Ein junger Mann, der sich The Kid nennt, lebt unter einer Autobahnbrücke in Calusa, einer Stadt am Golf von Mexiko in Florida. Um seinen Fußknöchel trägt er einen Sender, der der Polizei und seiner Bewährungshelferin immer verrät, wo er sich aufhält. The Kid ist ein verurteilter Sexualstraftäter. Er darf nirgends wohnen, wo er sich auf 750 Meter Kindern nähern könnte, weshalb ihm und seinesgleichen nicht anderes übrig bleibt, als an Orten wie der Halbinsel aus Beton unter dem Calusa Causeway zu hausen. Kids einziger Freund ist ein Leguan, den er seit Kindestagen besitzt. Eines Nachts wird die kleine Siedlung der Ausgestoßenen von der Polizei hochgenommen. Anderntags begegnet Kid hier einem Professor der Soziologie, der an der örtlichen Universität lehrt und gemeinhin als Genie gilt. Der Professor will eine Art Sozialexperiment durchführen: Wenn man Sexualstraftätern die Möglichkeit gibt, sich zu organisieren, dabei Macht zu spüren und Verantwortungsbewußtsein zu entwickeln, müsste sich ihre Neigung legen. Zwischen Kid und dem Professor entsteht eine Art professionelle Freundschaft, bis die Dinge zunächst durch einen sich nähernden Hurrikan, dann durch eine Anfrage der Polizei sowohl bei den Eltern des Professors, als auch bei seiner Frau, beginnen, sich zu überschlagen. Nicht nur The Kid ist sich nicht mehr so sicher, mit wem er es beim Professor eigentlich zu tun hat…
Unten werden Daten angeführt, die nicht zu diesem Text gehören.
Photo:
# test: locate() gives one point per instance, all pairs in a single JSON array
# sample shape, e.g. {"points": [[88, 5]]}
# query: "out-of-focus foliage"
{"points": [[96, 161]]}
Banks hat ein sehr waches Sensorium für die amerikanische Wirklichkeit. Seine Beschreibungen des Lebens im Abseits sind genau, zwingend und oft schwer erträglich, weil er in der spröden und distanzierten Sprache der Soziologie von ihnen erzählt, was die Lektüre, gerade auf den ersten 250 Seiten des Buches, eher anstrengend macht. Erst spät lässt er seinen Roman Fahrt aufnehmen, gibt ihm so etwas wie Spannung und ein wirkliches Handlungsgerüst. Dies scheint aber nicht sein vordergründiges Anliegen zu sein. So gerät der Plot um den Professor – ein unglaublich großer, sehr fetter Mann, der einen nie zu stillenden Appetit ununterbrochen zu befriedigen sucht – ein wenig zur Kolportage. Da kommt eine geheime Vergangenheit ins Spiel, die sich auf den letzten Hundert Seiten des Romans noch einmal wandelt und nicht nur The Kid, sondern auch den Leser zusehends an der Integrität des Mannes zweifeln lässt. Das ist im Rahmen der Grundhandlung – Verbrechen und angemessene Bestrafung – sicherlich ein gelungener Kniff, bleibt aber spürbar hinter den Möglichkeiten zurück, die der Roman, hat man sich erst einmal an Banks Stil gewöhnt, zunächst zu bieten scheint.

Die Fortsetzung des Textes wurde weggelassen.